RadiantESG remains an independent asset manager but there may be potential opportunities to collaborate with HSBC Asset Management.
Ridley said: “HSBC Asset Management has done interesting work on climate and launched the joint venture with Pollination,”
The importance of #SustainableInvesting has been amplified by #Covid19. Our Asset Management survey shows nearly 1/2 of wealthy investors in Hong Kong, mainland China, Singapore & the UK believe their investments will be entirely sustainable in 3-5 years: https://t.co/lRm0JuXQ5A pic.twitter.com/85fQfgVV22
— HSBC (@HSBC) April 16, 2021
Last year HSBC Asset Management laid out its strategy to embed ESG across its investment approach.

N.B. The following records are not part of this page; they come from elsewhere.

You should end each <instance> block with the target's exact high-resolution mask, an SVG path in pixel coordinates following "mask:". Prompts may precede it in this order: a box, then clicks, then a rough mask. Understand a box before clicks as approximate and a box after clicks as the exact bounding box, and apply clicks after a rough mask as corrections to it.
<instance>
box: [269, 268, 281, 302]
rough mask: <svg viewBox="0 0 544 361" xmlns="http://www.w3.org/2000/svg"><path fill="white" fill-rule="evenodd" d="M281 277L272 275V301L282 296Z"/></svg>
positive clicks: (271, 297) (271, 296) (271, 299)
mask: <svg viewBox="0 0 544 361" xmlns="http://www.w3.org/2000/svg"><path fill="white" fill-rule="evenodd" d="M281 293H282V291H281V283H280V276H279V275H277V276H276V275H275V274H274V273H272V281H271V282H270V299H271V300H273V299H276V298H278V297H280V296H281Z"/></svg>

In addition HSBC Pollination Climate Asset Management is a joint venture with Pollination, a climate change advisory and investment firm, to create the world’s largest dedicated natural capital asset management company.
In the next 12 months, Ridley would like RadiantESG to be a global firm and a profitable business with a great client list.
She said: “We think that we have got a unique model in the US market that doesn’t cause clients to wring their hands over fiduciary duty because we have a way of really zeroing in on investment insights we are trying to extract from the ESG ecosystem.”
In the US the Trump administration had introduced a rule that would have made it more difficult for pensions to include investments that considered ESG factors in their plans.
In his first week in office, President Biden signed an executive order calling for a review of the ruling and said it would not be enforced by the Department of Labour.
“The icing on the cake would be to also serve the wealth management community and by extension, individual investors,” added Ridley. “There is a massive generational transfer of wealth underway and more individuals that care about sustainability issues needing to have their assets managed properly.”
RadiantESG was launched by women while just 2.3% of funding went to female-led startups in 2020 according to Crunchbase.
Ridley said there great receptivity to RadiantESG’s intellectual capital, recognition of the founders’ backgrounds, experience and what they were trying to do in ESG when they launched the firm
“However, when it came to the structure we were asked why the firm needed to be independent, why it had to be women-owned and why we needed to own our brand,” she added. “These were deal-breakers for us.”
McDonald stressed that the fund management needs more women and people of colour making decisions about capital flows to help the industry and help returns.
“That is an advantage and not some shiny, superficial glittery object but rather a core part of how we intend to add value,” McDonald added.
In addition to RadiantESG becoming a profitable business, they want to help advocate for things they find find deeply important.
“Heidi and I have had long careers in asset management, we are of a certain age now and have big voices and we want to use them to make progress on diversity within our industry, especially in the wake of Covid,” she said.
During the pandemic, she said there have been several steps backward in terms of women’s participation in the workforce, especially women who are earlier in their careers.
“We would really like to be part of the continuation of advocacy for diversity of all types and based on research, we really do think that it leads to better economic outcomes,” said McDonald. “Frankly, I think it rings hollow when we bark at companies for not having diversity. As investors we need to clean our own house first.”